Talking about the Thames Water’s decision to pay customers earlier than required, Robertson said: “We understand for some customers every penny counts and its important to us to put money into the pockets of customers sooner rather than later.
“The bigger picture is the symbolic value and our relationship with customers. It’s about recognising we have failed to deliver on our promises and dealing with it.
“Our priority is to invest in people and infrastructure to support customers,” he said.
The company’s interim report for 2017/18 showed £533 million was invested in infrastructure in the period, with more than £12 billion invested in the last 12 years.
Last week, Thames Water announced it had appointed Ian Marchant as independent chairman, and asked him to lead a review of the company’s corporate structure and governance.

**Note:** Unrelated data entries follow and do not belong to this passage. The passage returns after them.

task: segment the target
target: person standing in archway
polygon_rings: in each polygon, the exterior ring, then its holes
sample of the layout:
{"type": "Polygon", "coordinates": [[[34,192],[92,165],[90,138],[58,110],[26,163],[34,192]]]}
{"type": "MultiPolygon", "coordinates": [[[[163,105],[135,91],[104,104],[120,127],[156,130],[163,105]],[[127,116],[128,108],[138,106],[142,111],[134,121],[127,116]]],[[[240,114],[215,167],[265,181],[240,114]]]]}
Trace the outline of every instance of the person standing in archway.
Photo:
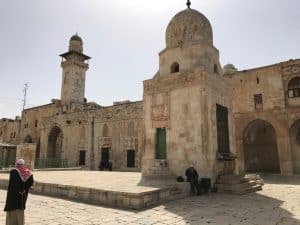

The review will be conducted with the intention of closing Thames’ Cayman Islands subsidiaries as the water company looks to ensure “best possible transparency” for customers and stakeholders.
Brandon Rennet, chief financial officer at Thames Water, told Utility Week he would be “disappointed” if the company has not managed to fully close the Cayman Islands subsidiaries by the end of next year.
He said he could not be sure exactly how long it would take but explained Thames has already started “working on it” and has been approaching bond holders.
“It’s a high priority for us and we will do it as quickly as we can,” he added.
In a statement released with the financial results, Robertson, said: “Both our new and existing shareholders fully support the refreshed management team, and are aligned with our vision. They will not be paid a dividend this financial year, while we all focus on making the right long-term investment decisions for our customers.”